From 1950-1976 Law served as President of the Savannah chapter of the NAACP. During the 1960s, he led weekly mass meetings at Bolton Street Baptist Church and St. Philip A.M.E. Church during which he urged “passive resistance to segregation” and nonviolent protests. He was involved in efforts to desegregate Grayson Municipal Stadium, department store lunch counters on Broughton Street, and the beaches at Tybee Island. He led an eighteen-month boycott of Broughton Street merchants. Law is largely credited for helping to keep Savannah’s Civil Rights movement more peaceful than those in other southern cities. In 1961, he was fired from his postal job because of his Civil Rights activities, but reinstated after national NAACP leaders and President John F. Kennedy came to his defense.

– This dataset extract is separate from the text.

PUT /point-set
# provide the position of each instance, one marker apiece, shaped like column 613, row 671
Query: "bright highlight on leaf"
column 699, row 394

After finishing his run as NAACP president, he focused his efforts on preserving Savannah’s African American History. He established the Savannah-Yamacraw Branch of the Association for the Study of Afro-American Life and History (ASALH), the King-Tisdell Cottage Museum, Beach Institute African American Cultural Center, the Ralph Mark Gilbert Civil Rights Museum, and the Negro Heritage Trail Tour. He also helped bring attention to and preserve Laurel Grove South Cemetery, the City’s historically African American municipal cemetery.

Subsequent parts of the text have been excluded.